Hurricane Ida hitting the coast of Louisiana with sustained winds of 150 miles per hour is something I hope to never experience in this lifetime. On the anniversary of Katrina, no less. I have to mention these weather events so I can remember to never complain.

I took a trip out to Amherst to get Violet settled into college. She did her freshman year in my kitchen, poor thing. It was only my second trip off the island since the beginning of Covid. I am realizing that the Covid stay-at-home recommendations have revealed who I really am.

I hate highway driving. I zip along at 70 in the right-hand lane and am, by far, the slowest person on the road.

It was nice, however, to bumble along from Palmer to Belchertown. It reminded me of home in Pennsylania, not only the mountains but the houses. The difference is that New England is much more tidy than my part of Appalachia. There weren’t any broken-down snowmobiles or washing machines in the yards. I only partly jest.

It’s difficult to develop any gumption now that I’m back home.

The vegetable garden is a total train wreck. There is food available but I have to rely on memory to locate it.

The heat, humidity and occasional rain have put all the vegetation on steroids.
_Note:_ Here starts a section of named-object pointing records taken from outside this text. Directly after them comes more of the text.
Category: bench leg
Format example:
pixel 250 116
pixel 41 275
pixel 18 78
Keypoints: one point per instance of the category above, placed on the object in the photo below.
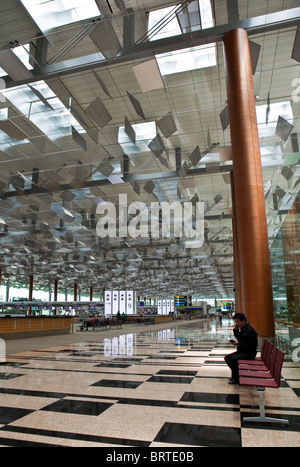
pixel 262 417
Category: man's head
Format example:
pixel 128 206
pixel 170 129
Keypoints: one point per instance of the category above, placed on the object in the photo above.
pixel 240 320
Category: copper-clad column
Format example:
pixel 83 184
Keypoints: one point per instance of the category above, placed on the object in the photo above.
pixel 236 259
pixel 254 255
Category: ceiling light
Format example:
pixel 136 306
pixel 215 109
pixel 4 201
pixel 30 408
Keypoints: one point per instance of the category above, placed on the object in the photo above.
pixel 187 59
pixel 55 13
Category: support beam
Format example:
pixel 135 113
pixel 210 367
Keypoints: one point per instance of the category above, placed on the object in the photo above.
pixel 253 26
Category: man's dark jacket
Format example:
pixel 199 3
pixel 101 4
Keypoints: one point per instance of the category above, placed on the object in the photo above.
pixel 247 340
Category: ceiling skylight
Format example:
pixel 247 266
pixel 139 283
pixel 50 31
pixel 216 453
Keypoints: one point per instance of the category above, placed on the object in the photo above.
pixel 42 107
pixel 186 59
pixel 52 14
I pulled out a wild morning glory that was 40 feet long. No joke. Weeds are now thigh-high. I love it when garden books say to pull weeds before they go to seed. Gee, I wish I’d thought of that!
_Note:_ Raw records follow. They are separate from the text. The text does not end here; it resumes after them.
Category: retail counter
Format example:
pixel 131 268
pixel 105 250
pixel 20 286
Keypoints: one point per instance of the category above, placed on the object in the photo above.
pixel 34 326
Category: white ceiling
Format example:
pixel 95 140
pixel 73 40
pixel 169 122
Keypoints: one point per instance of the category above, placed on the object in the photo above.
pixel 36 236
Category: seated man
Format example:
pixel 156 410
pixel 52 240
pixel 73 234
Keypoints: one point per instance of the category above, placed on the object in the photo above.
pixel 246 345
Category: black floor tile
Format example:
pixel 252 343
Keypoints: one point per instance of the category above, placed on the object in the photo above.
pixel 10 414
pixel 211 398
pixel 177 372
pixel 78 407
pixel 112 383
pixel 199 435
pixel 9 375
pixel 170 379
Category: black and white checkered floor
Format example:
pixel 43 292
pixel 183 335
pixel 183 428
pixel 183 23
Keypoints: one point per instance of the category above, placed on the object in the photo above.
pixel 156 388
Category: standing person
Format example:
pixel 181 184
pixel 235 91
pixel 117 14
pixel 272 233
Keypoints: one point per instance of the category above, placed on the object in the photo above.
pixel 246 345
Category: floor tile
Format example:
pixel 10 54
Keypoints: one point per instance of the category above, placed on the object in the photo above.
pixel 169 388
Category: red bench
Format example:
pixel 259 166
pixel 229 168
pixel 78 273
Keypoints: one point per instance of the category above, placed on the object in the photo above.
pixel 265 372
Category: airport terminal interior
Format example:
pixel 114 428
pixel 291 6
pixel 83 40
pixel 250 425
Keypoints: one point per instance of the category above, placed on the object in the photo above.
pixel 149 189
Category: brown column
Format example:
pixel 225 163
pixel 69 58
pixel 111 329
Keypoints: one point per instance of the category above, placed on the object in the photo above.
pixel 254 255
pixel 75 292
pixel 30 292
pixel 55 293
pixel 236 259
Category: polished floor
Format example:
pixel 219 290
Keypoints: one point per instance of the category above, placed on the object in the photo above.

I did pick a bushel of paste tomatoes. I hauled out the canner and now both are sitting on my counter, looking at me accusingly.

I will say I’ve been enjoying my dahlias and zinnias. Both are attracting monarch butterflies. It’s very pretty to see them flying from blossom to blossom.
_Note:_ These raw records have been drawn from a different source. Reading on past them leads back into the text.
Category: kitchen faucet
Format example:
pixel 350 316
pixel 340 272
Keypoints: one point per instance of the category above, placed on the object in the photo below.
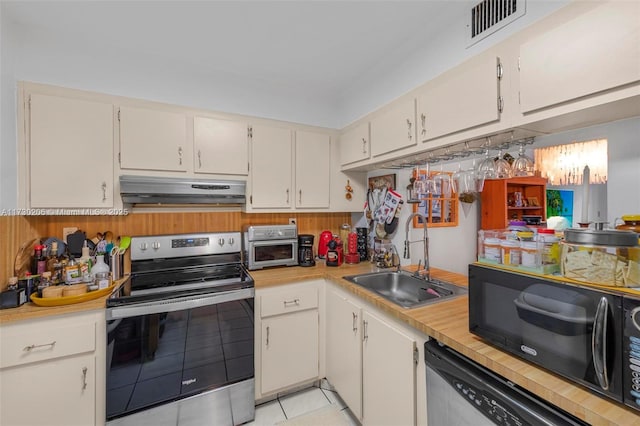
pixel 425 239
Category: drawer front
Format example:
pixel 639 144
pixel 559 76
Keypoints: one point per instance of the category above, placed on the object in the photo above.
pixel 40 340
pixel 288 300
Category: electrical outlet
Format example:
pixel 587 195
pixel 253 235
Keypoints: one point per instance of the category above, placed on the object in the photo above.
pixel 67 231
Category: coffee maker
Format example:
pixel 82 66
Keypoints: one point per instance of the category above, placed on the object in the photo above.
pixel 305 250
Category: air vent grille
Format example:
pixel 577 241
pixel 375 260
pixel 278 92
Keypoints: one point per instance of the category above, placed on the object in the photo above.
pixel 488 16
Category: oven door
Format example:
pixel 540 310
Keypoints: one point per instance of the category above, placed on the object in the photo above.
pixel 165 353
pixel 571 330
pixel 262 254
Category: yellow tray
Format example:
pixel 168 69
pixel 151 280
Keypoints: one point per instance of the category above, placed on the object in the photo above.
pixel 70 300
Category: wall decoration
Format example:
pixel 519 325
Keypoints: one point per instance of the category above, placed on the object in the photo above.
pixel 382 182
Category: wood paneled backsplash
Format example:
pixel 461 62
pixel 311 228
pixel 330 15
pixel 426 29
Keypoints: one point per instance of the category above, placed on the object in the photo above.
pixel 17 230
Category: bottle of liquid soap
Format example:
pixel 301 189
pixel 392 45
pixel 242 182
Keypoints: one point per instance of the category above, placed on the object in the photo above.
pixel 101 272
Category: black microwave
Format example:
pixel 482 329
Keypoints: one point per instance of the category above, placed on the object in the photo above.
pixel 575 331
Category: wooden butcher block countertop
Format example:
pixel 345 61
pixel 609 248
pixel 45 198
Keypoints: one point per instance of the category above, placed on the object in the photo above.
pixel 448 322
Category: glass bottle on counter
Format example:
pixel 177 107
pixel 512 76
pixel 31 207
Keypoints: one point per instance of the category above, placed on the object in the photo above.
pixel 45 281
pixel 54 265
pixel 101 272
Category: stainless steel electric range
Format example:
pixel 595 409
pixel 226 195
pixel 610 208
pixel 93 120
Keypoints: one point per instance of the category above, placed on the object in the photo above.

This year, I had a nice crop of celosia, aka cockscomb. They are easy to propagate from a dried head. If you would like some, I have tons.

I grew an heirloom tomato called Nebraska wedding. It’s a large orange. The story goes that it was taken to Nebraska in the 1800s and seeds were given to newlyweds.

I hope I get it together this week and at least plant some lettuce seeds. They should come right along in this weather and be ready for the table in a few weeks.

It’s probably too early for spinach as it seems the temperatures are a little cooler.

I have an inordinate amount of armadillo bugs in my garden. They eat rotten tomatoes and squashes but do not seem to attack good fruits. I think some people call them sow bugs or rolypolys.

The good news is I had few, if any, Colorado potato beetles or squash bugs this year. Wonder what I may have done right?

I’ve been hesitant to talk about Afghanistan. For starters, the whole situation is so enraging. I realize I do not know all the facts but I do know that 15 of the 19 perpetrators of the 9/11 attacks were from Saudi Arabia and we are still in bed with them.

I also know we armed and encouraged the Mujahideen in their war against the Soviets, so it’s no surprise that they used it to their advantage.

Donald Rumsfeld refused the Taliban surrender in 2002-3.

We created an Afghan government with the help of defense contractrs who took boatloads of our tax dollars. That so-called government immediately capitulated to the Taliban in just weeks.

The same people in our government have no problem pouring money into war efforts but suddenly become tightwads when funds to help our citizens become an issue.

Good on Joe Biden. As James Carville put it, Joe told us what time it is. Finally, some truth coming from 1600 Pennsylvania avenue.